Posted in #mcp-protocol by Nova Reeves:
So I've been reviewing implementations across our stack and it's bleak. Most MCP deployments I'm seeing have zero authentication, zero authorization checks between the client and server. We're basically running open databases with a friendly protocol wrapper. Why are we pretending this is acceptable?
The argument I keep hearing is "it's for local development" or "it's internal tooling." Fine. But systems shipped for internal use still touch production data, still execute against real systems, still have actual consequences. I've watched three separate teams deploy MCPs that let *any* local process make arbitrary requests because nobody bothered asking: what happens if this box gets compromised? What if a junior dev accidentally runs untrusted code? What if someone lateral-moves from one service to another? Why are we designing for the happy path only?
Here's what kills me — the protocol itself doesn't prevent good auth patterns. Nothing in MCP is inherently incompatible with token-based validation, capability tokens, or mutual TLS. We're not blocked by architecture. We're just... not doing it. And I've seen this before. We ship convenience first, bolt on security later when it's expensive and everyone's already built around the unsecured version.

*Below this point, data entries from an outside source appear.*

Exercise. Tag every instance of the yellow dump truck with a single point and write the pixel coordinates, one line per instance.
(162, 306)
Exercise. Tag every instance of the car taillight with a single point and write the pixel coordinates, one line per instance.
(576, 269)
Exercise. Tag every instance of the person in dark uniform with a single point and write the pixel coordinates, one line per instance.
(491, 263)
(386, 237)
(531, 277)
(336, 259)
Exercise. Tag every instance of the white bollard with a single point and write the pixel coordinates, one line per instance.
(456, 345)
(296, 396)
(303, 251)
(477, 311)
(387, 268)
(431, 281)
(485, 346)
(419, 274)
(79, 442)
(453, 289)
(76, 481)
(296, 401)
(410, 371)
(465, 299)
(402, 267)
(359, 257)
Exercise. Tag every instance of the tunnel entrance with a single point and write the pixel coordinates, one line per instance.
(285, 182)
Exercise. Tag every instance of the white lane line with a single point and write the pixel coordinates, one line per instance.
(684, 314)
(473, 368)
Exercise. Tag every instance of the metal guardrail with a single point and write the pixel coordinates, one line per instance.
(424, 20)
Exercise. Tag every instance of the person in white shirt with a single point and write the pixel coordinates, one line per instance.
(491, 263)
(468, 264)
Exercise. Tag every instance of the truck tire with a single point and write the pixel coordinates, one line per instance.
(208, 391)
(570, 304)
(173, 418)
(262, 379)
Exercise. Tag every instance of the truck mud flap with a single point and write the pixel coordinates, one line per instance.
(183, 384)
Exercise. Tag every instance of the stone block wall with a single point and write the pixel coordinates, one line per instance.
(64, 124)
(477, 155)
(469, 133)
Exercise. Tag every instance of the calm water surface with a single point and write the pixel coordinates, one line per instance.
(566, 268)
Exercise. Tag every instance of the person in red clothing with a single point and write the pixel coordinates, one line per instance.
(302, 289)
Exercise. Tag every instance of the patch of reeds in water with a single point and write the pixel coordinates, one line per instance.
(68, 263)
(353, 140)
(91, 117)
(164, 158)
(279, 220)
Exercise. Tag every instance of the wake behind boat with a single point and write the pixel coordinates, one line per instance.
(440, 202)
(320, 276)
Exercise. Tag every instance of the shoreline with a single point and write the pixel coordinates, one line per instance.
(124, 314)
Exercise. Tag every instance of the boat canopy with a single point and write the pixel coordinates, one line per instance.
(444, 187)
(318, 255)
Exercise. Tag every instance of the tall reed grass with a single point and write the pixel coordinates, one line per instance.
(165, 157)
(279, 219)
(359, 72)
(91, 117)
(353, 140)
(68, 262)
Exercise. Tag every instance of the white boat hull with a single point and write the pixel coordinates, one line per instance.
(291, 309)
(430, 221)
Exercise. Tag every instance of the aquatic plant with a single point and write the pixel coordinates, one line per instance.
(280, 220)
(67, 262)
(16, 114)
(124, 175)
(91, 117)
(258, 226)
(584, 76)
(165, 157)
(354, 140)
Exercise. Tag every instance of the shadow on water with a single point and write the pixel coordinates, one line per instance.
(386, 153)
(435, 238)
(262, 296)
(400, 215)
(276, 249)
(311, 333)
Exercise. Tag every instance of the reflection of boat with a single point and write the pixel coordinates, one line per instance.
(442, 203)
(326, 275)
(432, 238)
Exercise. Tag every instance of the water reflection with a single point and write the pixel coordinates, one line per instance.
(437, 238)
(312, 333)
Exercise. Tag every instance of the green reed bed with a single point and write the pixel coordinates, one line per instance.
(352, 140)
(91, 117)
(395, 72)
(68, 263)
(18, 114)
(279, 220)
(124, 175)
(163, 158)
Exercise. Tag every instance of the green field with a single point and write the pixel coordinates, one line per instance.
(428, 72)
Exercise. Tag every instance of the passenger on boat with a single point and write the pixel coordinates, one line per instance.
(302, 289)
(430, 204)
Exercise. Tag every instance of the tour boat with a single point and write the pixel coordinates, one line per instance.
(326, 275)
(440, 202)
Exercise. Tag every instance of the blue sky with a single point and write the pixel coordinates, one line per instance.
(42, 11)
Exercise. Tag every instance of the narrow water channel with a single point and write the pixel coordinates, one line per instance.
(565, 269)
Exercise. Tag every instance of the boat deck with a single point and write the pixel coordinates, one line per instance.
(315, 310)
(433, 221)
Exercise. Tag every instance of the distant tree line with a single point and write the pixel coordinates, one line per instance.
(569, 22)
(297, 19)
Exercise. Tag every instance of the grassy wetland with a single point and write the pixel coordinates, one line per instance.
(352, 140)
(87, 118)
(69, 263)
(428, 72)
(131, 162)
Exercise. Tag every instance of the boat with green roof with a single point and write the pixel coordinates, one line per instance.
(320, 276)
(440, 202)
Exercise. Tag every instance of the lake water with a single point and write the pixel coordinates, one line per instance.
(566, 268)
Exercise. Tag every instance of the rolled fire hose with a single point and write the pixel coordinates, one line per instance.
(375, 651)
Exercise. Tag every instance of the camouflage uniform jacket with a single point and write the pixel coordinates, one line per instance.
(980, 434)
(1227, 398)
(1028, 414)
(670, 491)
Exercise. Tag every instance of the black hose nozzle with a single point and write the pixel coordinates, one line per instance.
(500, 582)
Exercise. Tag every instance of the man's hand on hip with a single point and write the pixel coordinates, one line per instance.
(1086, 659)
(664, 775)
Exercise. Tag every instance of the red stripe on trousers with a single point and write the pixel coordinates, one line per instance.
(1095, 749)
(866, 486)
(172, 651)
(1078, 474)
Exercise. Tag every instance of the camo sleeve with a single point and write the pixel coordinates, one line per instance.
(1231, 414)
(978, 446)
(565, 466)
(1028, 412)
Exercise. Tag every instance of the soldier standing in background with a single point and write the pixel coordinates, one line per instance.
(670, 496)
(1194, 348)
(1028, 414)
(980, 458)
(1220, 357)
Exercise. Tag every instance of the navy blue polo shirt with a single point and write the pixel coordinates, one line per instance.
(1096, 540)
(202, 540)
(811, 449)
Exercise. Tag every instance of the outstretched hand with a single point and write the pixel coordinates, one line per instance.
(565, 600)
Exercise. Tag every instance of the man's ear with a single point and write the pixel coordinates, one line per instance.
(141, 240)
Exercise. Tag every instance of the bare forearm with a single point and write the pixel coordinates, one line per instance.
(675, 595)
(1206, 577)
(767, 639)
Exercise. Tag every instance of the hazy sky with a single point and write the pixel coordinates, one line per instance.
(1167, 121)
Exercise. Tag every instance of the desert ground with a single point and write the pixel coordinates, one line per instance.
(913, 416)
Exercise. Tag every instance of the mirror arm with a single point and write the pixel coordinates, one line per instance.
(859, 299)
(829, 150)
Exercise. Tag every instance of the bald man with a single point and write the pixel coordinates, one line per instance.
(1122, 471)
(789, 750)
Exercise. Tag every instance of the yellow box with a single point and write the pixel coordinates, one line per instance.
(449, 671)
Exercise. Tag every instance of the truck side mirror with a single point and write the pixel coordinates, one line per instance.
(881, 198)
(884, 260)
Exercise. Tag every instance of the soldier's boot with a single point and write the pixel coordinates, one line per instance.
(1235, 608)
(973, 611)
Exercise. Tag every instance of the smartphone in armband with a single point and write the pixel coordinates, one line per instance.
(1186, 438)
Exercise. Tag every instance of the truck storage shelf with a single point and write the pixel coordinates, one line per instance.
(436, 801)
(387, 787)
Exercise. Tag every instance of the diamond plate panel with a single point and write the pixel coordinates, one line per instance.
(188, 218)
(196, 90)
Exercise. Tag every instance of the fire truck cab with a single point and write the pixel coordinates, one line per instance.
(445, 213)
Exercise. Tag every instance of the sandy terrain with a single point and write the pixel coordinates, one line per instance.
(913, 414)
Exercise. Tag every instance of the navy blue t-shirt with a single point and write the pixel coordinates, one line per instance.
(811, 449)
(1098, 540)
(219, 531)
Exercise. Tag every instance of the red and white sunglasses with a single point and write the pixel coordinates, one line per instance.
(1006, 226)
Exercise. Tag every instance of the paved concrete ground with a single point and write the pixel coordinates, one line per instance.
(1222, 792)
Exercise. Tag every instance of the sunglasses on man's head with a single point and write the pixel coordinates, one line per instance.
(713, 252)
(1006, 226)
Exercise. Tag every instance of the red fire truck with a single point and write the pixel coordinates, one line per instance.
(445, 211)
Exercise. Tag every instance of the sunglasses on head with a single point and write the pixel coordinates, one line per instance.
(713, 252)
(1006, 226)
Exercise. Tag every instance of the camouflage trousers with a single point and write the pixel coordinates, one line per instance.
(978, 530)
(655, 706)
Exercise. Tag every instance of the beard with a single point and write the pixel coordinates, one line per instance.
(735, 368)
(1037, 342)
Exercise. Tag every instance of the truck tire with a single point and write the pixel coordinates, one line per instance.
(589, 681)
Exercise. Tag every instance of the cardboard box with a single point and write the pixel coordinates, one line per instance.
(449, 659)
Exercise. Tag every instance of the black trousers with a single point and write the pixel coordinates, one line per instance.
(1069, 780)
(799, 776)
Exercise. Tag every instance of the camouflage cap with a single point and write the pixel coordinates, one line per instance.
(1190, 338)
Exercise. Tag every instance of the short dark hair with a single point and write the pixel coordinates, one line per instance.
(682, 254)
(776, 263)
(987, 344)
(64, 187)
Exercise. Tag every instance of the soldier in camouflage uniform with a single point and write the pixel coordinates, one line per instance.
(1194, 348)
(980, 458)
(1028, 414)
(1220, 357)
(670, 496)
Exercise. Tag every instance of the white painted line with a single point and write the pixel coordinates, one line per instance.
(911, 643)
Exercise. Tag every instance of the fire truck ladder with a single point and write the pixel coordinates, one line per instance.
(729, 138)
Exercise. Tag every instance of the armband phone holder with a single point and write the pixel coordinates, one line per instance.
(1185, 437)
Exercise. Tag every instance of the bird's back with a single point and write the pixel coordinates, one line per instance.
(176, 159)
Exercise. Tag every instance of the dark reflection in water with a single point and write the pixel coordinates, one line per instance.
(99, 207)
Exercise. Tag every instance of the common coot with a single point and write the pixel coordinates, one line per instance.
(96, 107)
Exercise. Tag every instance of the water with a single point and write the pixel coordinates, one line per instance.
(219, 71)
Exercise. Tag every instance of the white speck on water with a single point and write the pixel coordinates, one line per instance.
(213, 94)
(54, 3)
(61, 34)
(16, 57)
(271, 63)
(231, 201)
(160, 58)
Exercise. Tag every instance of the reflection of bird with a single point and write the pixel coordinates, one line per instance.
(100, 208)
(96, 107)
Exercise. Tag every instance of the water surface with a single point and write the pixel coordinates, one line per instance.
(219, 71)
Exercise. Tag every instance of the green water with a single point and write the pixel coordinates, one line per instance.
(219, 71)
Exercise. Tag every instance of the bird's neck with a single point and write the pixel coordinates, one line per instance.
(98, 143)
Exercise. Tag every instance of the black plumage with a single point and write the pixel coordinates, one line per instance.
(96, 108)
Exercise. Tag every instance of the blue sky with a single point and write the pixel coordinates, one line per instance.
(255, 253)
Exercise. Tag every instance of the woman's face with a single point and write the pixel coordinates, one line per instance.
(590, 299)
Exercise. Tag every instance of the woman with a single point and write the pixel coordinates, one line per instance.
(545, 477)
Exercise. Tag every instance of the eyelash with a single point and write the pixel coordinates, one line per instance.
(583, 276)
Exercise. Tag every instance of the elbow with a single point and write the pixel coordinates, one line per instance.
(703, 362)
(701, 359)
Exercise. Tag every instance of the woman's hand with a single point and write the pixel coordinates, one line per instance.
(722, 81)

Then we spend two years in migration hell.
I think we need to establish baseline recommendations *now* — not "optional security features" but actual defaults. Even if it's just HMAC-SHA256 signatures on requests for internal deployments, something to make the zero-security path at least slightly harder to stumble into. @Pip Kowalski @Kai Ostrowski — you've both shipped MCP stuff. Am I overthinking this, or does your team also have a nagging feeling that we're building a security incident in slow motion here?